Grains of Wisdom -- A young rice miller’s story on entrepreneurship and learning the tools of his trade

There’s a bright future for the youth in agriculture.

This perhaps best captures how Mr. Bounyoung Thavisouk, the 31-year old director of Saybua Rice Mill in Khammouane, Lao PDR, feels about the younger generation’s place in agriculture.

In many agricultural economies, the waning interest in farming among the youth is a common concern, even in a country like Lao PDR where a big portion of the economic activity revolves around agriculture. Poverty and the uncertainty of a bright future in farming are driving children of farmers in the countryside to seek better opportunities in cities and urban areas. Yet, Bounyoung was one of the few who chose to stay put.

In 2014, armed with an undergraduate degree in economics, Bounyoung joined their family-run rice milling business with the objective of turning it into a thriving operation. “I saw the opportunities for our rice mill,” he shares of the reason why he decided not to follow the path of other peers who were looking into white-collar jobs, choosing instead to work for the business that his parents established. According to Bounyoung, it is common for parents to encourage their children to seek better employment opportunities than work for the family business. But for individuals like him, the decision is as much a desire to continue what the family has built as it is faith in what the business can achieve.

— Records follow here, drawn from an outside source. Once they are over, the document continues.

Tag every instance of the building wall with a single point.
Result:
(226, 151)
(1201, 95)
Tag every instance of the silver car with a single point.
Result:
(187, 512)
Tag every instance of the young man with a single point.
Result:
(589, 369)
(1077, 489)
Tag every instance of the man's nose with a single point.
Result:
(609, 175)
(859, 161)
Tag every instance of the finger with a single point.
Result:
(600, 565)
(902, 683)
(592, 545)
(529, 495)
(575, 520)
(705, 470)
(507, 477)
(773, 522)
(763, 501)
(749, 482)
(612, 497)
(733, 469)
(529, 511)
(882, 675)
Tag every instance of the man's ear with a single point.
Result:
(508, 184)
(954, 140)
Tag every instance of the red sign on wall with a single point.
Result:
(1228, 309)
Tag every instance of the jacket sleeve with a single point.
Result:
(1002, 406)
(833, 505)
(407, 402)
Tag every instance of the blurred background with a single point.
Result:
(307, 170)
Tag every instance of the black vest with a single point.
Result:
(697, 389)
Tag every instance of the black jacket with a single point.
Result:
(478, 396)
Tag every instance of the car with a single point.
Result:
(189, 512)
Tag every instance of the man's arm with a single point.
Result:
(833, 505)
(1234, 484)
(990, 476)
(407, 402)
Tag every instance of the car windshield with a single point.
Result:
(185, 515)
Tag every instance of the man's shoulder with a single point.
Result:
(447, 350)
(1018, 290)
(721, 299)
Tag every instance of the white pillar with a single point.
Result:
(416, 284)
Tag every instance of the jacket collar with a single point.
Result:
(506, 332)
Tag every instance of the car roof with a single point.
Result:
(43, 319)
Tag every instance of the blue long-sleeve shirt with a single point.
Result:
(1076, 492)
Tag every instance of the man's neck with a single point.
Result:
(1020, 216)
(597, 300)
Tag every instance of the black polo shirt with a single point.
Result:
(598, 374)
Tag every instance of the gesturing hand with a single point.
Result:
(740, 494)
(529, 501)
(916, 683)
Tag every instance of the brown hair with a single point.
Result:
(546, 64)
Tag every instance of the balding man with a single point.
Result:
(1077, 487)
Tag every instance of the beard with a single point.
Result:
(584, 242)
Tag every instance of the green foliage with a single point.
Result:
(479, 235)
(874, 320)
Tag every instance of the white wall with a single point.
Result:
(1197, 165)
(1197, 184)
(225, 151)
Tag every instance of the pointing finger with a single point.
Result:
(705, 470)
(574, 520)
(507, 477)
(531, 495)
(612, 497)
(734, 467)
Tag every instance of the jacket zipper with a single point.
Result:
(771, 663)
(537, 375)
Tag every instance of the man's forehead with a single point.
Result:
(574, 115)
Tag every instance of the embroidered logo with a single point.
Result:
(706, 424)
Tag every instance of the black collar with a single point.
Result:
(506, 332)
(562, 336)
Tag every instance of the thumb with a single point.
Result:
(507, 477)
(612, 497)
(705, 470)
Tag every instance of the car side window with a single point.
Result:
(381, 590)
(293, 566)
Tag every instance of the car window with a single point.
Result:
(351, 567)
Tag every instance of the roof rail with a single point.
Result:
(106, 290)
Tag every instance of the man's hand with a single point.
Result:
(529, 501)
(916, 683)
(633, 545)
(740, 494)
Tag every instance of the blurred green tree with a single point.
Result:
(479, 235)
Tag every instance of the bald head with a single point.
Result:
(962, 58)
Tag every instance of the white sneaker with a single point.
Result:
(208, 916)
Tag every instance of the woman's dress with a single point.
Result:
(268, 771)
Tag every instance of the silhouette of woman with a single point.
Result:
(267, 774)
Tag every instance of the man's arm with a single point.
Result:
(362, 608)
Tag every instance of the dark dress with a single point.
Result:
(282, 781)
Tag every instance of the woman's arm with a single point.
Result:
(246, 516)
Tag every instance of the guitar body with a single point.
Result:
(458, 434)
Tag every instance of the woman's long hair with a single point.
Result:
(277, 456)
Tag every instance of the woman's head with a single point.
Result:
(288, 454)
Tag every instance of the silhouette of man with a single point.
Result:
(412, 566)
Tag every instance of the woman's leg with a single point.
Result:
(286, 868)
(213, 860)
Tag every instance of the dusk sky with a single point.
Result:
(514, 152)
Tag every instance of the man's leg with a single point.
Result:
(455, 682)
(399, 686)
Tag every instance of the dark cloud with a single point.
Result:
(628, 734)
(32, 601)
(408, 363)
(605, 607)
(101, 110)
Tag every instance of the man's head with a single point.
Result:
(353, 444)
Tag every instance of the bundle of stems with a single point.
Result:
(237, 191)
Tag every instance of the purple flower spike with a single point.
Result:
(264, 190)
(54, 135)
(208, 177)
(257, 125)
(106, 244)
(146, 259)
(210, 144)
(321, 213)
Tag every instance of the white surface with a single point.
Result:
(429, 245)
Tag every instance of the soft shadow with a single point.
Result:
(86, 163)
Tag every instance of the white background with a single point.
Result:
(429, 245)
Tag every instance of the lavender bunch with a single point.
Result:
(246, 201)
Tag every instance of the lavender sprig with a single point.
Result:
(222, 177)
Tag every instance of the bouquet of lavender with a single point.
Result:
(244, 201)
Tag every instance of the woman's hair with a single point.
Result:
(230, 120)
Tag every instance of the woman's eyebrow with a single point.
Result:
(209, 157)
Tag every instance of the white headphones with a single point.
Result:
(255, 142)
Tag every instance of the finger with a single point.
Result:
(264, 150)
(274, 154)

With this optimism and determination to fully maximize the high market potential of milled rice, Bounyoung became one of the active participants in the many various activities of the RLED-EWEC Project in Khammouane. A member since 2016, he explains that he wanted to gain more know-how as well as support from the Project on how he can upgrade their milling standards and promote high quality rice production. Such technical knowledge is particularly crucial in his case – a young entrepreneur in the rice milling industry.

“One of the major challenges is establishing your credibility because people tend to think you know less compared to the older entrepreneurs,” he explains. Bounyoung saw the opportunity that the EWEC Project offered to address this. He joined several MI-sponsored training courses such as those on Good Manufacturing Practices; branding and marketing development; organization management; and cluster development; as well as agri-related events sponsored by the government.

Partaking in these activities highlighted to him the critical relationship between farmers and rice millers, input supplies and output (paddy collection). “Quality rice production is important to the rice milling industry,” he observes. Because of this, he also started working with the Project’s smallholder farmers. Adopting the Project’s tripartite business model, Bounyoung serves as a secure market for seed-producing groups and at the same time, a source of high quality, certified rice to farmers who are cultivating rice following Good Agricultural Practices standards, who in turn supply him with quality paddy supply.

Among rice millers in the province, Bounyoung is also a popular name. As Vice-Chairperson of the Khammouane Development Cooperative, he leads the members and supports their participation in various market linkage events such as agri fairs and food expos. This opportunity to interact and work with senior rice millers, he says, is also an excellent way to learn from their experiences while at the same time, sharing with them his own passion and knowledge, thereby also cementing his credibility as an entrepreneur.

It is this passion and the eagerness to learn new things, along with a clear focus to achieve his goals that Bounyoung considers to be important traits of a rice milling entrepreneur. In order to succeed, one must make the effort to master the nature of the business, study the market structure while remaining humble and open to the advice of experts who have been in the business far longer than him.

Bounyoung is both example and inspiration to the youth in Lao PDR that a bright future in agriculture is possible. In a country with one of the high proportions of young people in Asia, the promotion of agricultural entrepreneurship among the youth is an integral, necessary task.

Bounyoung’s work with the EWEC Project in Khammouane also stands witness to the Project and the Swiss Agency for Development and Cooperation’s commitment to promote sustainable development by engaging young men and women and building their skills and capacities. Such initiative also aligns with the broad goals of Lao PDR’s National Social Economic Development Plan by promoting the active involvement of the youth in development work, more particularly in the agricultural sector.